In recent years, Lemond has been quite vocal in his suspicions of Armstrong’s alleged use of illegal performance enhancing drugs. I’m not naïve; I believe that a huge number of athletes in cycling and track and field, in particular, are on the juice. (Marion Jones, please step forward.) With Armstrong, however, I’m willing to give him the benefit of the doubt; I think, perhaps idealistically, that Armstrong is one of those humans genetically gifted from birth (with an abnormally large heart), and that, coupled with his ferocious drive and determination, he has been able to do the impossible, consistently. I also think of long-jumper and sprinter Carl Lewis as one of those chosen few who were blessed with physical gifts and then trained their asses off like no one else before them to actualize those gifts.)
What separates Armstrong from Lemond, however, aside from Lance's seven Tour wins to Lemond's four, is cancer. Getting accidentally shot while hunting is not something that most people can relate to, or worry about. (I can, however, being the son and brother of avid hunters, but that’s another post.) Cancer, though. Even the word is daunting. Everybody knows somebody who has cancer or has had cancer. Everybody worries that it’s a possibility for them, too.
Armstrong was given less than a fifty percent chance to live due to testicular cancer that later spread to his brain, a prognosis that even his doctors admitted was inflated so as to not make him overly depressed. Losing a year in cycling is not like losing a year in any other sport, according to Greg Lemond; the margin of error is so small, the competition is so great, that being thrown off your game, being robbed of your training for so long is tantamount to involuntary retirement. To beat cancer (if one can beat such a thing), to return to cycling, to win the Tour once – that, in and of itself, would have been something close to a miracle. To do it seven times, is, well...
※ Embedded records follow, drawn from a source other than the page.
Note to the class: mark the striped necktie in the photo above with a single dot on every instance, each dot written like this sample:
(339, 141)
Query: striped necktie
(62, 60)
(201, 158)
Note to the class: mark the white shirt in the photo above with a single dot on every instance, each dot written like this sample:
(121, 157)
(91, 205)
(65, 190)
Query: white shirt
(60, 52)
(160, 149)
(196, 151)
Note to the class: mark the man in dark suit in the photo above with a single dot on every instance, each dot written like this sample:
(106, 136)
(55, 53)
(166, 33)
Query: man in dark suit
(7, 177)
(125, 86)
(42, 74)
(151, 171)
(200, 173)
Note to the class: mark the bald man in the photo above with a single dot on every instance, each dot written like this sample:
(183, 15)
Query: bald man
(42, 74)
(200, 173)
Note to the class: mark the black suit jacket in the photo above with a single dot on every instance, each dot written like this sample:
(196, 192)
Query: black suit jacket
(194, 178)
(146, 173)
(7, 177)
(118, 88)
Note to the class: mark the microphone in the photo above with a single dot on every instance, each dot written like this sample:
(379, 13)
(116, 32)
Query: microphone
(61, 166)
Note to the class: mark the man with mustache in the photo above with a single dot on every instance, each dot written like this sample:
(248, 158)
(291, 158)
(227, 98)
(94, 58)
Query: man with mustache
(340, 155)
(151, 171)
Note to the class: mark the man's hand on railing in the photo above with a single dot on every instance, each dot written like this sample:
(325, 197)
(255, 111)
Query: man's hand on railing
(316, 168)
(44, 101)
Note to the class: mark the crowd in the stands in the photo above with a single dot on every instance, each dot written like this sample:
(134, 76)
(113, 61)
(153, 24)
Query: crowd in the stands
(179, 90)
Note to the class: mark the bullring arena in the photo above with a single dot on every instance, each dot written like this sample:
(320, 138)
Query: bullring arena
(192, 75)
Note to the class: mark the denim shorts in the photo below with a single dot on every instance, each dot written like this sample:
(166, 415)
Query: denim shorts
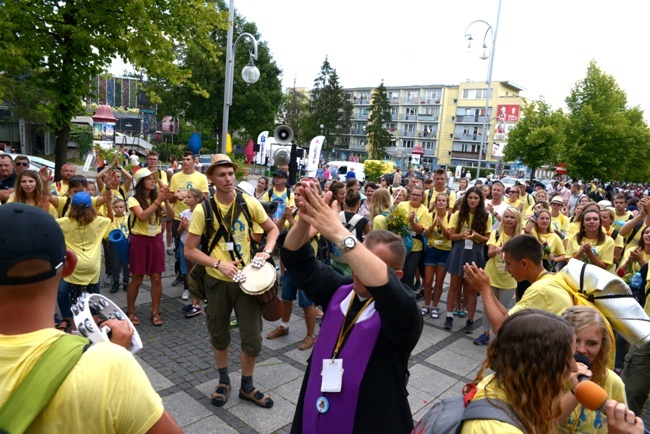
(435, 257)
(290, 290)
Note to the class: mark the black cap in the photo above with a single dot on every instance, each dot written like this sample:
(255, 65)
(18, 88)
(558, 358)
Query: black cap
(28, 232)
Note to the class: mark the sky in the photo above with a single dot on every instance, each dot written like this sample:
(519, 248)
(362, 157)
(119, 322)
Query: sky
(544, 47)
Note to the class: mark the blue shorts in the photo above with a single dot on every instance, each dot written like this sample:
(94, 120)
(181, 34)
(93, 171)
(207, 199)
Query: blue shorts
(290, 290)
(435, 257)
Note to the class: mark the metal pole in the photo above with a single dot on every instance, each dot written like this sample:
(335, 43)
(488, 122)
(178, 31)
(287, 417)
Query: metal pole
(227, 90)
(486, 124)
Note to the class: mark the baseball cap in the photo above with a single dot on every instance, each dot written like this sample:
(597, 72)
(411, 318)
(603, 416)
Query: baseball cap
(83, 199)
(141, 174)
(28, 232)
(220, 160)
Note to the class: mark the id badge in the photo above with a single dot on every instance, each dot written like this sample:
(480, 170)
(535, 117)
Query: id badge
(332, 375)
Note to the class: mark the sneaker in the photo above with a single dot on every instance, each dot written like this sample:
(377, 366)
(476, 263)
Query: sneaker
(484, 339)
(194, 311)
(278, 332)
(307, 343)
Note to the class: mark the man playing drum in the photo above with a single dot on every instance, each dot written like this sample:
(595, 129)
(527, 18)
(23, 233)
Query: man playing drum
(356, 377)
(223, 265)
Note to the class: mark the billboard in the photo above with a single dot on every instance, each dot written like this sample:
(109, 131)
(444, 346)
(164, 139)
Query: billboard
(508, 113)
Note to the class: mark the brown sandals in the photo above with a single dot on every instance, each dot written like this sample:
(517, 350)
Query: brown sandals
(257, 397)
(220, 396)
(156, 320)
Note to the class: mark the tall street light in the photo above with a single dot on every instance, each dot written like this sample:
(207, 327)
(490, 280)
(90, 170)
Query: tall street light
(487, 52)
(250, 73)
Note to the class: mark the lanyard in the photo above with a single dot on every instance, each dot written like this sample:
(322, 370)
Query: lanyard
(344, 332)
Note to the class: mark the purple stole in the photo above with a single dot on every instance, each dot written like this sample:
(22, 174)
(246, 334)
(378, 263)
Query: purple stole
(355, 354)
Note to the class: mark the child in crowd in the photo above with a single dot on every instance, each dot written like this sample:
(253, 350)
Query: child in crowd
(121, 222)
(193, 198)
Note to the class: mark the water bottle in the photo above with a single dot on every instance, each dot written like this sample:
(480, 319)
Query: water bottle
(636, 283)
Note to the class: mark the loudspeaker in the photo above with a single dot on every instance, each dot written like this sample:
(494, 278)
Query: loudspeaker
(283, 135)
(281, 157)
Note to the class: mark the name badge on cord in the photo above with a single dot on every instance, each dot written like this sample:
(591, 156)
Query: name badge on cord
(332, 374)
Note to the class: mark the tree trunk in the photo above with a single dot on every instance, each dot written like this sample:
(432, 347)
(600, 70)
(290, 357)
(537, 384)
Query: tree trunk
(61, 150)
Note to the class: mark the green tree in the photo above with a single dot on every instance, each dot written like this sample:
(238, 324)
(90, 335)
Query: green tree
(605, 139)
(294, 112)
(378, 137)
(63, 45)
(330, 107)
(538, 137)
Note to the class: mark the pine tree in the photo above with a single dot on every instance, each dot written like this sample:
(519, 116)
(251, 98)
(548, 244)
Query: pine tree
(377, 136)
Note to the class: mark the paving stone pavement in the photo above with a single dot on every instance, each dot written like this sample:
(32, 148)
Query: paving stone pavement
(178, 360)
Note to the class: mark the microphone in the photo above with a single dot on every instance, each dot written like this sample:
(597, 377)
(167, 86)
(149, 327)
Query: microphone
(581, 358)
(591, 396)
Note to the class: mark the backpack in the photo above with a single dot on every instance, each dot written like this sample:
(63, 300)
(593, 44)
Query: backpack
(42, 382)
(447, 416)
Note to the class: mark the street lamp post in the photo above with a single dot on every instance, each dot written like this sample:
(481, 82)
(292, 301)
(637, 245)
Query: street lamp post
(250, 73)
(488, 52)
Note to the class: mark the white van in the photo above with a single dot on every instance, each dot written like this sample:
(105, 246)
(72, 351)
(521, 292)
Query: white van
(344, 166)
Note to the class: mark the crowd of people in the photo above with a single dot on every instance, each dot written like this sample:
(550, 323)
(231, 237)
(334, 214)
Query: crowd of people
(362, 257)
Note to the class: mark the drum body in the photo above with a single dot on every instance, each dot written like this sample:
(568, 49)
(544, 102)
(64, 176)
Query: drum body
(262, 284)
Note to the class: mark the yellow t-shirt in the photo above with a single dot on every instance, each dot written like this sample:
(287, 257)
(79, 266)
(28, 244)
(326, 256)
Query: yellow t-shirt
(605, 250)
(549, 293)
(380, 222)
(238, 227)
(560, 223)
(554, 243)
(86, 242)
(468, 225)
(121, 223)
(437, 238)
(150, 228)
(51, 210)
(120, 193)
(496, 267)
(182, 182)
(65, 199)
(583, 421)
(422, 216)
(107, 382)
(482, 426)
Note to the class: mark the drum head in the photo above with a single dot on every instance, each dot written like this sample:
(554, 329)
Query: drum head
(258, 280)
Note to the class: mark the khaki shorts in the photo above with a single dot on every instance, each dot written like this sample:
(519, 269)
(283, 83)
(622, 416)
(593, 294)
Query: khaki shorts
(222, 298)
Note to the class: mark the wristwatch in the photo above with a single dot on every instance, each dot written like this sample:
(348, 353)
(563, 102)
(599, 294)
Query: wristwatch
(348, 244)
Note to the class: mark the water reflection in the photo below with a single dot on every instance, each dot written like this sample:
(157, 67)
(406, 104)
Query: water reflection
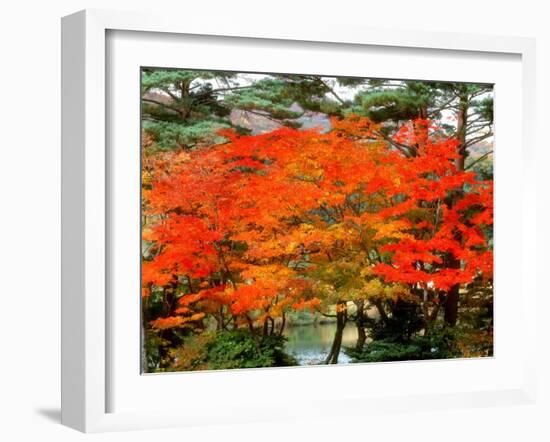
(310, 344)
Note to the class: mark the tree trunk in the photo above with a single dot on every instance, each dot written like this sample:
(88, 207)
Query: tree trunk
(360, 323)
(341, 318)
(451, 302)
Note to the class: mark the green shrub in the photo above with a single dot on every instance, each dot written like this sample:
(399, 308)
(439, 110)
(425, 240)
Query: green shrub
(439, 343)
(233, 349)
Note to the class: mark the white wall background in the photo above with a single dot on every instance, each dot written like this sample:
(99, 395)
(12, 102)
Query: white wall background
(30, 214)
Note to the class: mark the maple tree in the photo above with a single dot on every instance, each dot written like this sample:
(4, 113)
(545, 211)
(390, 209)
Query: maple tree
(246, 230)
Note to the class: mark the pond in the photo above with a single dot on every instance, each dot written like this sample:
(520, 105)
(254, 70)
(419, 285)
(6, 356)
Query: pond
(310, 344)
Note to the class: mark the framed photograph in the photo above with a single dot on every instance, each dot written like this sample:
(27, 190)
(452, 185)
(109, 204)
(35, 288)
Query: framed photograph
(270, 210)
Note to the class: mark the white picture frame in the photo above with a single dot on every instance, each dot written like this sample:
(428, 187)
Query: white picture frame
(86, 357)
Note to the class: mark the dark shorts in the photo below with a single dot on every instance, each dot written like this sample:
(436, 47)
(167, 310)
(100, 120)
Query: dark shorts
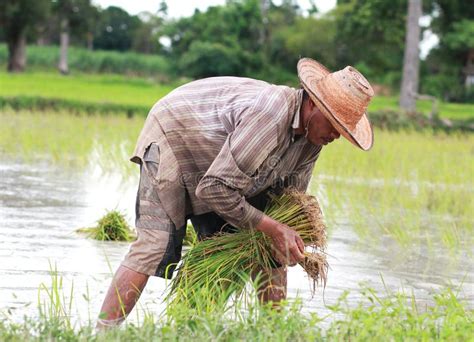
(159, 244)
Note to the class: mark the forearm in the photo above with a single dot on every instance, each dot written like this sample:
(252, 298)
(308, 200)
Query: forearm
(228, 203)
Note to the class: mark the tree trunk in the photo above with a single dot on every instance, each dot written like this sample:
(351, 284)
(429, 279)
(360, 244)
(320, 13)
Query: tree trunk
(411, 59)
(90, 41)
(17, 52)
(64, 44)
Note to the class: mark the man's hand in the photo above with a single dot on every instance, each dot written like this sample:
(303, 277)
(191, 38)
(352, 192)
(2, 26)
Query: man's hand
(288, 247)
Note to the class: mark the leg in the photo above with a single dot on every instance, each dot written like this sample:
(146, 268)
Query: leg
(272, 287)
(123, 293)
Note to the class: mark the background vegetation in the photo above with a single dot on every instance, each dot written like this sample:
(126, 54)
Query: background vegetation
(258, 38)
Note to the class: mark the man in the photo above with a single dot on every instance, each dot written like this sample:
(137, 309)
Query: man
(212, 148)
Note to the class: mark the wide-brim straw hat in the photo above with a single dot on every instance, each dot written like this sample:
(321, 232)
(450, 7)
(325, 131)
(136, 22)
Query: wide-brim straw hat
(342, 96)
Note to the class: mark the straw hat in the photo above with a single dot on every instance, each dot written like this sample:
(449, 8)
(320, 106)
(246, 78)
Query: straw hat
(342, 96)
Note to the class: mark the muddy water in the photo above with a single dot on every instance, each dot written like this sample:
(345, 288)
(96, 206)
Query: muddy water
(41, 206)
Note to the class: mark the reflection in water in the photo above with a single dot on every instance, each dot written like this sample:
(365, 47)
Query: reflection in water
(41, 206)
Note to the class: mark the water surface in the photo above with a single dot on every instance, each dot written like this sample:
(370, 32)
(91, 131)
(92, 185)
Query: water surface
(42, 205)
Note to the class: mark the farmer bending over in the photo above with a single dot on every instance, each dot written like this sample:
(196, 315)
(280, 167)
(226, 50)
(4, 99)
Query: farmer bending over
(211, 149)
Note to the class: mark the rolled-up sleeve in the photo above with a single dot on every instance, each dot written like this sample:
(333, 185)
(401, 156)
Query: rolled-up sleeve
(230, 175)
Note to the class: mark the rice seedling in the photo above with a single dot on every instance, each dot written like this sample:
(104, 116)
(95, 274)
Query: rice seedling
(219, 267)
(111, 227)
(190, 239)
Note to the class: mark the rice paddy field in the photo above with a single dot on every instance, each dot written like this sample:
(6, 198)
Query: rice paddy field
(400, 231)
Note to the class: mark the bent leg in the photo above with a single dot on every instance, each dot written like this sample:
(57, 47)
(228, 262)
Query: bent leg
(124, 291)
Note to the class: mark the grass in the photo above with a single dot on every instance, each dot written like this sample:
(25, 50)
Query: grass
(111, 227)
(73, 141)
(84, 88)
(107, 92)
(219, 267)
(83, 60)
(454, 111)
(391, 316)
(414, 187)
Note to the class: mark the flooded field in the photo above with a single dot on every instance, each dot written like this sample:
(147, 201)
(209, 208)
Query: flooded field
(420, 243)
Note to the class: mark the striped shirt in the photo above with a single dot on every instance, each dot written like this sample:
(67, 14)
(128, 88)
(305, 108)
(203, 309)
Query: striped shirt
(222, 140)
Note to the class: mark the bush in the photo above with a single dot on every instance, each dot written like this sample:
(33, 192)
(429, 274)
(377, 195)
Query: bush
(205, 59)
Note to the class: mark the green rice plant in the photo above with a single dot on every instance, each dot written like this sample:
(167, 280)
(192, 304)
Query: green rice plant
(71, 141)
(220, 267)
(111, 227)
(191, 238)
(57, 307)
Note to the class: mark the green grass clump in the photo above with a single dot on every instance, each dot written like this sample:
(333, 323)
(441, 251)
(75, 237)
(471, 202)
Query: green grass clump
(191, 238)
(219, 267)
(392, 317)
(111, 227)
(413, 187)
(75, 141)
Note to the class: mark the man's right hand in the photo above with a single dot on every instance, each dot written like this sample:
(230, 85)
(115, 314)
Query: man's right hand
(288, 247)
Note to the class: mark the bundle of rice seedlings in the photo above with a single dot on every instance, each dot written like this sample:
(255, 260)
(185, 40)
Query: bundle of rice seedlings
(190, 239)
(220, 267)
(111, 227)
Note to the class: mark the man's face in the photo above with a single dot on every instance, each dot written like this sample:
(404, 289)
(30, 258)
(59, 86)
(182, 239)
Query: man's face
(320, 129)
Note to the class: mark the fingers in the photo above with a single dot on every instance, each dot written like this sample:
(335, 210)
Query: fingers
(296, 254)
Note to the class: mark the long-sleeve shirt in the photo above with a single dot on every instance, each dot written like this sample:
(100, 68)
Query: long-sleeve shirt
(222, 140)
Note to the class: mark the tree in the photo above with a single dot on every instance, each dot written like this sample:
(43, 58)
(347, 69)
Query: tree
(116, 29)
(18, 18)
(445, 67)
(370, 36)
(232, 31)
(411, 59)
(75, 16)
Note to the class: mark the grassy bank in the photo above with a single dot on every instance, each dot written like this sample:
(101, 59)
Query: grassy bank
(95, 93)
(83, 89)
(83, 60)
(391, 316)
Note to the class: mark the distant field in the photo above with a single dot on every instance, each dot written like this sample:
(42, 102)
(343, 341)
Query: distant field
(140, 92)
(112, 89)
(456, 111)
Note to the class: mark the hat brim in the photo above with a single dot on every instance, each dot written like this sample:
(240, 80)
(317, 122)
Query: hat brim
(362, 135)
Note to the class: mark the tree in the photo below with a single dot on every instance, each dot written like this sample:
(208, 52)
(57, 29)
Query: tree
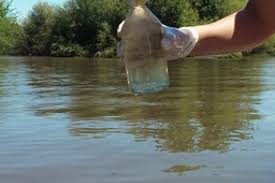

David Foster Wallace, the insanely talented author of Infinite Jest, was once a pretty good junior tennis player, and he once wrote an article for Esquire profiling the tennis player ranked 100th in the world, whose name escapes me. Which was the point of the article, though; we think somebody ranked 100th in the world as being not that special, but as Wallace points out, somebody ranked 100th is amazing beyond any normal person’s rational ability to perceive. Think about being the 100th best person in the world at anything, Wallace posits; these people, these athletes, are operating at levels mere mortals cannot comprehend.
So when we try to appreciate what Lance Armstrong has done, we can’t. We literally cannot. Somebody once said: “Talent is doing what ordinary people find difficult; genius is doing what talented people find impossible.”
That’s the only way I can approach somebody like Armstrong. His cancer made him vulnerable, approachable, human – but the Tour has made him a genius in the realm of athletics and the realm of life, and, if not immortal figure, if not a mythic here, he’s as close, in this modern, cynical era, as we are going to get to one.